Saturday, October 9, 2010

Youmna Chlala and Jeanno Gaussi

Youmna Chlala and Jeanno Gaussi
Via Khan el Zeit: Home Sweet Home – Jerusalem
Artist book, video & installation.(2010)

Home Sweet Home, Jerusalem is a publication, video & installation project that investigates the exhaustive qualities of continually moving between the real and the imagined. By activating a home-space, we interrogate the relationships of self/object/ space and respond to a ritual of location that is rooted in the belief that home remains both a search and a dream. (Text from Jerusalem Show Catalogue)


We were invited by ArteEast to the March Meeting in Sharjah in 2010 and we presented our project there. We had already done the project in Jordan so we had a very clear idea in mind. We wanted to find the next location and to find people who were interested in this project and would like to work with us. We met Jack and Jumana and they invited us to come to Jerusalem so we came here for a month from mid July – mid August 2010.

Home Sweet Home looks at the rituals associated with location: first imagining the location, then moving to / staying in that location, then leaving and finally re-imagining the location after you have left it. The project has several components that differ slightly from location to location but include video, installation and publication.


In Jordan the project consisted of a collaborative video, installation and magazine which we called The Beloved. We did interviews with old people in the village and asked them what their most beloved object was. Through these objects we were often able to quickly get to intimate memories and the life stories associated with these. In Jerusalem this format is slightly different. There are two videos, photographs and a publication.
During our visit here we stayed in an apartment in Jerusalem for a month so the whole project was created in and about this space. We compiled a complete inventory of objects in the apartment and photographed them juxtaposing certain objects with others in the publication. Some of the photographs are exhibited at Anadiel.



Their interaction with someone else’s home in Jerusalem had an added dimension which took their investigation and representation of the space to another level. The owner of the apartment lives in Ramallah but needs to keep up the appearance of living in Jerusalem otherwise it will be designated as empty and repossessed by the Israeli municipality. Therefore the representation of the space and every object in it is also the representation of an illusion that is fundamental if one is to retain the physical reality of that home in Jerusalem at all.



Always have a Plan B (II)
The Book (that wasn’t there) Launch

Youmna Chlala and Jeanno Gaussi like to work with local organizations in whatever location their project is being executed. So they used a printer in Ramallah to print the books. When they received the publication there were some serious problems with it so although the video and photography installation at Anadiel were fine, the book launch - without the book - had to be completely re-thought.

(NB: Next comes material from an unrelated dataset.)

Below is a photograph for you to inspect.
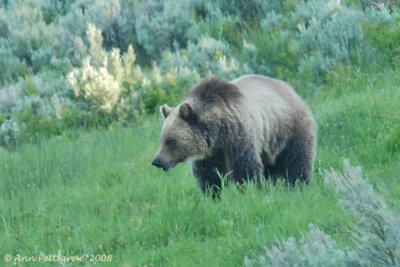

So instead of launching the book at the Educational Bookshop on Salahuddin Street, they described the project instead through objects representing each stage: a mirror for the first imagining, an embroidery frame for the moving and staying, a pair of shoes for the leaving and chewing gum, a taste that fades, for the re-imagining. They talked about their experience of the space and how each of them developed their own video projects, and also about the wider project and how the essence of a universal human experience is contained within it. They also noted that they had not actually seen each other’s video work until they saw it as exhibited for the Jerusalem Show at Anadiel:

The fact that each video piece happened without the other person present, meant that it wasn’t until the moment of the show opening that we saw actually each other’s work. This was great because we each had very different interpretations of the space so we then could have a conversation about each of our different pieces which in turn starts a whole other conversation.